The report by the Bench Marks Foundation and the Bench Marks Centre for Corporate Social Responsibility (CSR) at the North-West University, entitled ‘Floating or sinking’ Social Licence to Operation (SLO): Kumba Iron Ore Limited, highlights the gaps in the company’s Corporate Social Responsibility programmes.  

It also aims to change corporate behaviour towards responsible business conduct that benefits communities and embraces the overall wellbeing of those most negatively impacted upon.  

Professor Kgwadi stressed the importance of stakeholder participation - including both government and the private sector - in order to combat the huge challenges that remain in South Africa, particularly in the mining areas.  

He also said that corporations must holistically and systematically look after all three main dimensions of development, namely economic issues, the natural environment and people.  
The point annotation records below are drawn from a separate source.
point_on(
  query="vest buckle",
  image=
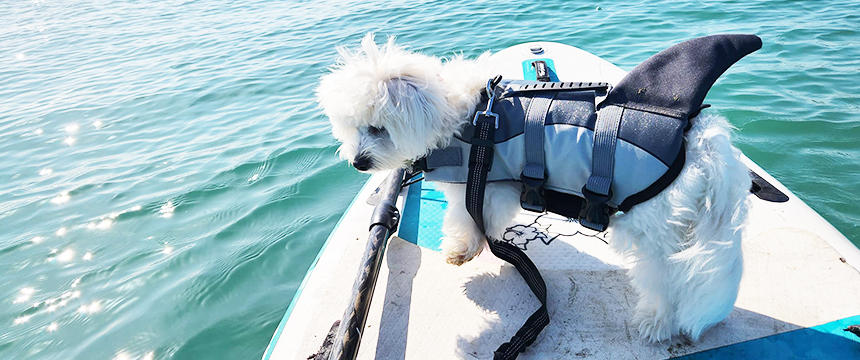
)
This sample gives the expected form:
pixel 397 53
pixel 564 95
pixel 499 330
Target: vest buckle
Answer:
pixel 595 212
pixel 532 197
“Without this,” he said “sustainability will remain a pipe dream”.  

The professor said that he could not understand why, rich mining giants still have neighbours that, in some areas, live in the utmost poverty and are not really benefitting from the mineral richness of the country and land they live on.  

He said that the report released by the Bench Marks Centre situated at the Potchefstroom Campus and the Bench Marks Foundation, brings to the fore the concepts of Corporate Social Responsibility (CSR) within South Africa as a developmental state and further pushes the need for urgent awareness and realisation by corporations that CSR is the right thing to do.  

He added that the role of civil society in development by organisations such as the Bench Marks Foundation, is essential and must continue to play a watchdog and whistle-blowing role.  

“The establishment of Bench Marks Centre was formed as a collaborative relationship between the North West University and the Bench Marks Foundation and has played a central role either in research or the finalisation of research reports”.  

This collaboration illustrated the importance of academics playing an activist role, in a responsible and scientific way, in research that will highlight what is happening in South Africa.  

“Amongst others,” said Professor Kgwadi, “the Bench Marks Foundation calls for a new relationship between corporations, communities and ecosystems; equal participation of stakeholders and those most affected by the activities of corporations in the decision-making processes of companies; preservation and protection of the environment for present and future generations; and respect for the dignity of every person”.  

He said the University aligned itself with this and that together, the Bench Marks Foundation and the Bench Marks Centre called for human rights policies based on the Universal Declaration of Human Rights to be enforced.  

The professor said that although Kumba Iron Ore is working on its Corporate Social Responsibility, there is definitely room for improvement especially if they wish to be sustainable and obtain and retain a Social Licence to Operate.